Hayattaki bütün nîmetlerde olduğu gibi zaman nîmetindeki isrâfın ana sebebi de, ölümü lâyıkıyla idrâk edememek veya bu müthiş hakîkati kendimizden uzak görmek gafletidir. Hâlbuki hadîs-i şerîfte:

“Bütün zevkleri kökünden yok eden ölümü çokça hatırlayınız!” buyrulur. (Tirmizî, Kıyâmet, 26) Bu îkâz-ı nebevîye rağmen devâm eden lâkaydîliklerin, günün birinde acı bir azap faslı olacağı muhakkaktır.

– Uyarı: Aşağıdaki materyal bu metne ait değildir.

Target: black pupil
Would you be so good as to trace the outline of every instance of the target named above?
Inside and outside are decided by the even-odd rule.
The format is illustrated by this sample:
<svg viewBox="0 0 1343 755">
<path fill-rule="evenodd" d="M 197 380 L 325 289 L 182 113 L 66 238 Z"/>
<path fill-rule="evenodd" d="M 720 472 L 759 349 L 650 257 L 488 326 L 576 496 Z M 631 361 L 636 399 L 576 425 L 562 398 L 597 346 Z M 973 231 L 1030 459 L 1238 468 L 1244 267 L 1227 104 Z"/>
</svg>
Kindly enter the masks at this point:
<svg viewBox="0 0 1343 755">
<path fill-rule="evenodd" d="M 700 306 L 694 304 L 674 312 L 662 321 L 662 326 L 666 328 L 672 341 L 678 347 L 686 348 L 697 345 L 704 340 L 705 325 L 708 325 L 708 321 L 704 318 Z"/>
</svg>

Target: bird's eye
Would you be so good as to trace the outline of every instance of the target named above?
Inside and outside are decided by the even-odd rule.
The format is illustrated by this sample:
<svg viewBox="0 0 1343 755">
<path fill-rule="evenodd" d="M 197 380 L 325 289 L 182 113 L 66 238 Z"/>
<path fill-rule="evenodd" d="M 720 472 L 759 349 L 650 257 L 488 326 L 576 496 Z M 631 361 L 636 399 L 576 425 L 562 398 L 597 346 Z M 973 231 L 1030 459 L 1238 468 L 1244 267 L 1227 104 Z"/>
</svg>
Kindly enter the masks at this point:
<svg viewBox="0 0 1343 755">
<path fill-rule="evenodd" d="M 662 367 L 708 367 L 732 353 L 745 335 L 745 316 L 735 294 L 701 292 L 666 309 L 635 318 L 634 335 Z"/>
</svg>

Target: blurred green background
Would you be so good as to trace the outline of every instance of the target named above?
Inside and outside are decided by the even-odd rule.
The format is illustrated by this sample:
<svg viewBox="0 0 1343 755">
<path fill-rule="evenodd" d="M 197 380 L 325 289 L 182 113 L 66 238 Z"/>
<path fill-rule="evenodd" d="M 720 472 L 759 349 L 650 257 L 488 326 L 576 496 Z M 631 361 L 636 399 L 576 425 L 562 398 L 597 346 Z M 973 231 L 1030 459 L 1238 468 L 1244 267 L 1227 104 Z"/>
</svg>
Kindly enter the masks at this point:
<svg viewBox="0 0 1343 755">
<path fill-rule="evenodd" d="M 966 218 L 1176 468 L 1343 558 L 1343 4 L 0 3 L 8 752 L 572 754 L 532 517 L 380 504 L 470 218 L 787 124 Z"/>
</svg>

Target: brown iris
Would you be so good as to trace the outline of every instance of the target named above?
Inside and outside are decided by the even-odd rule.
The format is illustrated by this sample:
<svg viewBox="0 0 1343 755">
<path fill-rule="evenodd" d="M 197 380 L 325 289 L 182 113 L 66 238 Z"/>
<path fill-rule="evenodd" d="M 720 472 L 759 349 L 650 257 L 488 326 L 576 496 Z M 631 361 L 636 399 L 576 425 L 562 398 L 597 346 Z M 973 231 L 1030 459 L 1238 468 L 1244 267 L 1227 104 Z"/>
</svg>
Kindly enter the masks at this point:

ÖLDÜĞÜNDE KİMLER PİŞMANLIK DUYACAK?

Rasûlullah -sallâllâhu aleyhi ve sellem- birgün:

“Ölüp de pişmanlık duymayacak hiçbir kimse yoktur.” buyurmuşlardı.  Ashâb-ı kirâm: “–Onun pişmanlığı nedir yâ Rasûlallah?” diye sordular.  Efendimiz -aleyhissalâtü vesselâm-:

“–Muhsin bir kişi ise, bu hâlini daha fazla artırmamış olduğuna; kötülük eden bir kişi ise, o kötülükten vazgeçmemiş olduğuna pişman olacaktır.” buyurdular. (Tirmizî, Zühd, 59)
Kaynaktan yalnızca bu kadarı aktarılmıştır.